Wavering lubricant demand dampened base oil consumption in Asia, while volatile crude oil and feedstock prices only added to the uncertainty. Base oil buyers were hesitant to secure cargoes that may lose value in the coming weeks if demand did not improve and the market became oversupplied.
There were expectations that conditions would generally perk up once the rainy season ended in large parts of Asia, but September discussions were nonetheless muted during the week, particularly due to mid-August holidays in South Korea, Japan and India.

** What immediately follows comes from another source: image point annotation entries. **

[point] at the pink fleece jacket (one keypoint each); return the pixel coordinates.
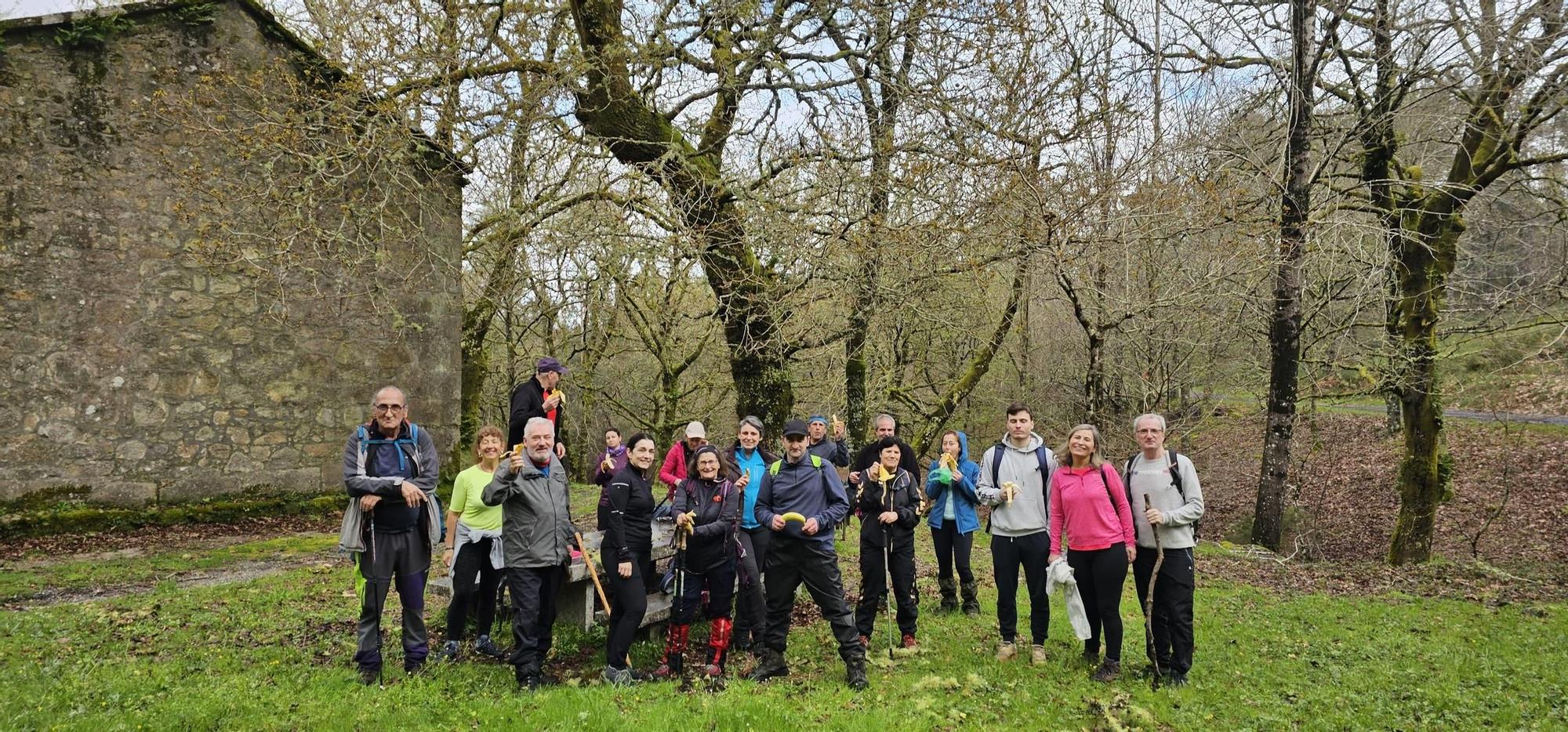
(673, 469)
(1091, 506)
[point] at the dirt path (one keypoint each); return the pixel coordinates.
(244, 571)
(1472, 415)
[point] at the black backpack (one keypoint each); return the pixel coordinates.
(1175, 473)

API Group I grades continued to be described as tight because the number of plants producing them has declined over the last twenty years, and only a few facilities continue to produce Group I in Southeast Asia and Japan, while demand for some grades such as bright stock continues largely unabated. This led to a tightening of supplies and firm prices. While other grades appeared more easily swayed by changing market conditions, bright stock managed to maintain a fairly steady ascent since the beginning of the year, although values have lost their edge more recently as demand for base oils in general has weakened in Asia and Southeast Asian availability has increased.
Conversely, Group II supplies have been more abundant because of lackluster demand and high operating rates at Group II plants, and these cuts have been more exposed to price swings. There appeared to be surplus availability of the lighter grades, with suppliers more willing to grant discounts for these cuts or offer heavy-viscosity grades on condition that they be purchased in combination with light grades.
Demand for the heavy grades was said to have firmed because of heightened requirements from the industrial and marine segments as consumers use more Group II grades to replace Group I cuts, which remain tight. Northeast Asian suppliers were heard to be eyeing opportunities to ship Group II light grades to the United States, where demand is firm and supplies are more limited.
Group III grades have been in a bubble, less exposed to downward pressure despite plentiful supplies because of an ongoing turnaround at one plant and an upcoming shutdown at a second facility, along with brisk export business to the U.S. However, the U.S. market was slowly saturating with Group III grades, both imported and domestically produced, exerting pressure on bids.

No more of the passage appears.